Gezi Yazısı Örnekleri, TAÇ MAHAL, Falih Rıfkı Atay, Gezerek Gördüklerim

Gezi Yazısı Örnekleri, TAÇ MAHAL, Falih Rıfkı Atay, Gezerek Gördüklerim

Hint yolculuğuna çıkarken okuyarak veya dolaşarak bu memleketi ta­nıyan herkesten aynı hasretli sözü duyarsınız:

—   Demek Taç Mahal'i göreceksiniz. Ve arkasından şu tavsiye: 

—  Fakat oraya hele ay ışığında gitmelisiniz. Hindistan'a vardığınız zaman sizi gezdirecek olanlardan biri şu müjdeyi verir: 

—   Talihiniz varmış, programda Ağra, tam mehtaba düşüyor...

  ... Taç Mahal, eşsiz bir anıt kadar bir aşk hikâyesini de hatıra getirir. Bir gönül ateşinde ısınan bu mermerler, asırlardan beri soğumamıştır. Neresine dokunsanız, bir kalp çırpıntısı duyacak gibi olursunuz.

Türbe, selatin camiler gibi geniş bir bahçe avlu ortasındadır. Avluya, her biri ayrı bir anıt kadar güzel ve ihtişamlı, yerine göre bir iki veya dört kapıdan girersiniz. Kapılar birbirine duvarla bağlanmıştır. Ve bazen bu duvarların iç tarafı medreseler veya buna benzer tesislerle kaplanmıştır. Türbeler, minarelidirler. Hindistan Türk mimarisinde minare, yalnız ezan okumaya değil aynı zamanda bu türlü anıtları süslemeye de yarar.

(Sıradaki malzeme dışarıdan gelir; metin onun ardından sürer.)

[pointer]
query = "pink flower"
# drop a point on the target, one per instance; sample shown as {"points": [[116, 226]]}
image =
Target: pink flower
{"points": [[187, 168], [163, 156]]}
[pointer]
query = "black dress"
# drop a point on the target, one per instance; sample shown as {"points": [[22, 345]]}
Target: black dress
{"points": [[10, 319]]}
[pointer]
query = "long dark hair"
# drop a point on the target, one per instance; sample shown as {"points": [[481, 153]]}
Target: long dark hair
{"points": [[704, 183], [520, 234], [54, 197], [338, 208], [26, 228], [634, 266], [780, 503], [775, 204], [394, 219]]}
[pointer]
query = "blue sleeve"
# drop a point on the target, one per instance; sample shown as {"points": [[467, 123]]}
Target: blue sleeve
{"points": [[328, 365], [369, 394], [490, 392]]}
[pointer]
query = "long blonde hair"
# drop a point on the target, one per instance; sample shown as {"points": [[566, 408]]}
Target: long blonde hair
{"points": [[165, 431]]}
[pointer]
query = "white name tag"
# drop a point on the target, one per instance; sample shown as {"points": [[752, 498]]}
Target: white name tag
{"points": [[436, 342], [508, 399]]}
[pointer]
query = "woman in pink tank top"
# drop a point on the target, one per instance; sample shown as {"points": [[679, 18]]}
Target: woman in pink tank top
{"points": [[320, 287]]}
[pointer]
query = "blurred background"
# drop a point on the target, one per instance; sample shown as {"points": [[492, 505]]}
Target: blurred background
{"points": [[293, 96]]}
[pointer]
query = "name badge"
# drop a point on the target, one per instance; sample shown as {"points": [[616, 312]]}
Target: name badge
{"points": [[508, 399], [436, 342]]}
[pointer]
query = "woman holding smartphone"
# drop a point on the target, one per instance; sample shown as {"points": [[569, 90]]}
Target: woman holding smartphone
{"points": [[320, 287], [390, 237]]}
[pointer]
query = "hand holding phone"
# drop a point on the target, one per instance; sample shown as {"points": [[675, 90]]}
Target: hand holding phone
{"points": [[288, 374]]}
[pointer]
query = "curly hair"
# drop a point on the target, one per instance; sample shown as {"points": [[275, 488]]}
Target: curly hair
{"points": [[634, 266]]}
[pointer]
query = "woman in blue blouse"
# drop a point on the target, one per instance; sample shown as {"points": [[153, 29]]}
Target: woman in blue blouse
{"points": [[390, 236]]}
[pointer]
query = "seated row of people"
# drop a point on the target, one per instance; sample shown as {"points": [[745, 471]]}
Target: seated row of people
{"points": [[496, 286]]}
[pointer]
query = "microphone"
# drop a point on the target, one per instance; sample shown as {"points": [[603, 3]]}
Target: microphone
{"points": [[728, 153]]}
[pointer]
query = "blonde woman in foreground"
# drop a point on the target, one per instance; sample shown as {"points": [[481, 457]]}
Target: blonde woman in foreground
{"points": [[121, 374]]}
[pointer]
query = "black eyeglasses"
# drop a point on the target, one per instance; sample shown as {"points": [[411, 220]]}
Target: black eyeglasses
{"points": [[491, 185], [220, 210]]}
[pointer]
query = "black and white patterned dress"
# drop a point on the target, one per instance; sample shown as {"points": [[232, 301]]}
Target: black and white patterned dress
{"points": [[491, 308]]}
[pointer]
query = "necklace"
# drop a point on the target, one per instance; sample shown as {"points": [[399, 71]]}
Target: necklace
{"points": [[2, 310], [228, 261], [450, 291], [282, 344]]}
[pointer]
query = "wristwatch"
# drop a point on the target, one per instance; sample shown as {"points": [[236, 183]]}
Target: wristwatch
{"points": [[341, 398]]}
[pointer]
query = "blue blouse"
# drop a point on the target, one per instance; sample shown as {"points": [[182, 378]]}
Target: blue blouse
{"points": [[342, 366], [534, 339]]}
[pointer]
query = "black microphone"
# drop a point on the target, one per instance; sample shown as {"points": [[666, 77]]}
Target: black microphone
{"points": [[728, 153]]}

 Dış kapının kemeri altından Taç Mahave bakıyoruz. Servili bir su ka­nalının sonunda onun klasik olduğu kadar esrarlı güzelliği ve bilhassa ha­tırası, bizi kendine doğru çekiyor. Geniş bir mermer taraça ortasında bü­yük bir kubbe ve yanında daha küçük kubbeler... Nispetlerinde o kadar ahenk var ki uzaktan ezmeyici hafifliği, yaklaştıkça bir ihtişam manasına bürünür. Kapı eşiğinde ise ulu ve baş döndürücü heybet alır.

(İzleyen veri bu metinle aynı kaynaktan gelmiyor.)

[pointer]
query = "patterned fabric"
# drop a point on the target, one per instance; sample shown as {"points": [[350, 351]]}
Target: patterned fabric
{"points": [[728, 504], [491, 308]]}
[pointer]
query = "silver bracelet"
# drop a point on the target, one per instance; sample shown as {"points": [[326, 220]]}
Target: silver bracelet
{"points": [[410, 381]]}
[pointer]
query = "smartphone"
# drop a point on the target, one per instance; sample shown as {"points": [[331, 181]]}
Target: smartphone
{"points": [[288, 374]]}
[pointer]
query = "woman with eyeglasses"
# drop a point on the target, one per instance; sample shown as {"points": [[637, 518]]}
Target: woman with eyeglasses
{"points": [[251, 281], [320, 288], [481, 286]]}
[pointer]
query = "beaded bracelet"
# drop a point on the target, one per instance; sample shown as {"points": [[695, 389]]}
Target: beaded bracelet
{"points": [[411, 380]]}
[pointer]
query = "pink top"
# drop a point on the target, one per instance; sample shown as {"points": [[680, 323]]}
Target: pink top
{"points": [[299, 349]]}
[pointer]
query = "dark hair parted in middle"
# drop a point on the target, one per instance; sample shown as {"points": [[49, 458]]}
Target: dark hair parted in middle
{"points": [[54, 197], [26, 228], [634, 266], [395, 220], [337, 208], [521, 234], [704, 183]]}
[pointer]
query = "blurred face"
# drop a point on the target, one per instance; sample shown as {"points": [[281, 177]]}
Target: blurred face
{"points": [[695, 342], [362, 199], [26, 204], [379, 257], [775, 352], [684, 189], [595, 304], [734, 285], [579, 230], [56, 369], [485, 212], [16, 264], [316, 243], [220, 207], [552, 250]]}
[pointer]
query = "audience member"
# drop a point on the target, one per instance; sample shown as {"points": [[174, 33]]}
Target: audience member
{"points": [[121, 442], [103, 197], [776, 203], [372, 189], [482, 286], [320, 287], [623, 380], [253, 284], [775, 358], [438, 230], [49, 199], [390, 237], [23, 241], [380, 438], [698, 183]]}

 Bütün içi akikler, somakiler, daha birçok kıymetli sert taşlarla âdeta dokunmuştur. Her tarafta aynı kakma ve kabartmalardan çelenkler, nakış­lar ve oymalar görürsünüz. Bununla beraber büyük bir sadelik ahengi hissini hiç kaybetmezsiniz. Bir sanatçı diyor ki: "Mimariye alınan süsle­me üsluplarının en güzel ve en değerlisi budur. Hele kakma taştan çiçek­lerle işlenen bir kaide üstündeki zarif sandukalarla bunların etrafındaki kafes mermer çevirmenin ihtişam içindeki ruh asilliği ve zenginlik fikrini öldüren sanat sükûnu hemen gönlü kavrar."

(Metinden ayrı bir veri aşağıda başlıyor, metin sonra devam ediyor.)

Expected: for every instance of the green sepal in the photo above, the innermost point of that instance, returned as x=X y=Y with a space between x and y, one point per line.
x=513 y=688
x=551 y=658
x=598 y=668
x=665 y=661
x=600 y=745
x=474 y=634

 Mümtaz-Mahal'in sandukası kubbenin tam altındadır. Yanındaki san­duka, iğreti gibi durur, Şah-ı Cihan, Cumna Irmağı'nın öbür kıyısında kendisi için de kara mermerden böyle bir türbe daha yaptırmak ve ikisini birbirine gümüş köprü ile bağlamak fikrinde idi. Birbirinden ayrılmayan bu iki şahane ruh, belki nisan şafaklarında, bu gümüş köprü üstünde bu­luşacaklar ve Cumna'nın sularına aksedeceklerdi. Fakat babasının ısrar­larından bıkan ve fakair gibi yaşayan mutaassıp Evrenk-Zeyb, Şah-ı Cihan't getirdi, bir sığıntı gibi karısının yanına gömdü.